Could eliminating retrieval entirely work better than shifting the burden?
This explores whether *getting rid of retrieval altogether* — folding what RAG fetches into the model itself — could beat the popular fix of just moving the work from the retriever to a long-context reader.
This explores whether eliminating retrieval altogether could outperform the now-common move of *shifting the burden* rather than removing it. The clearest version of "shift the burden" is LongRAG, which argues the old heavy-retriever/light-reader split was a historical artifact of small context windows: feed coarse 4K-token chunks to a long-context reader and let deep reading do the work precise retrieval used to do Can long-context models resolve retriever-reader imbalance?. Retrieval doesn't vanish here — it gets cheaper and sloppier, and the reader absorbs the cost.
The genuinely retrieval-free alternative is compressive memory: COMEDY drops the vector database entirely and folds memory generation, compression, and response into a single model pass, tracking event recaps and user portraits instead of fetching them Can a single model replace retrieval for long-term conversation memory?. So the answer to the literal question is sobering — the same note reports that continuous reprocessing follows an *inverted-U curve* and can degrade below a no-memory baseline through misgrouping, context loss, and overfitting. Eliminating retrieval doesn't eliminate the failure mode; it relocates it from "fetched the wrong chunk" to "compressed away the thing you needed."
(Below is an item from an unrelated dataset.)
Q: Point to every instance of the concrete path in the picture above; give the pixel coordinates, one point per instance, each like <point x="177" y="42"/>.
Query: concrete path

The more interesting lesson from the corpus is that "shift the burden" and "eliminate retrieval" aren't the only two options — and that the burden may be in the wrong place to begin with. Several notes suggest the real win is the model deciding *whether to retrieve at all*. DeepRAG frames each reasoning step as a choice between external lookup and internal parametric knowledge, and its 22% accuracy gain comes largely from *not* retrieving when unnecessary noise would hurt When should language models retrieve external knowledge versus use internal knowledge?. Uncertainty estimation pushes the same idea further: a calibrated read of the model's own token probabilities decides when to reach outside, beating complex adaptive-retrieval pipelines at a fraction of the compute Can simple uncertainty estimates beat complex adaptive retrieval?. And proactive tool retrieval lets the model emit its own structured requests rather than have a passive matcher guess for it Can models decide better than retrievers which tools to use?.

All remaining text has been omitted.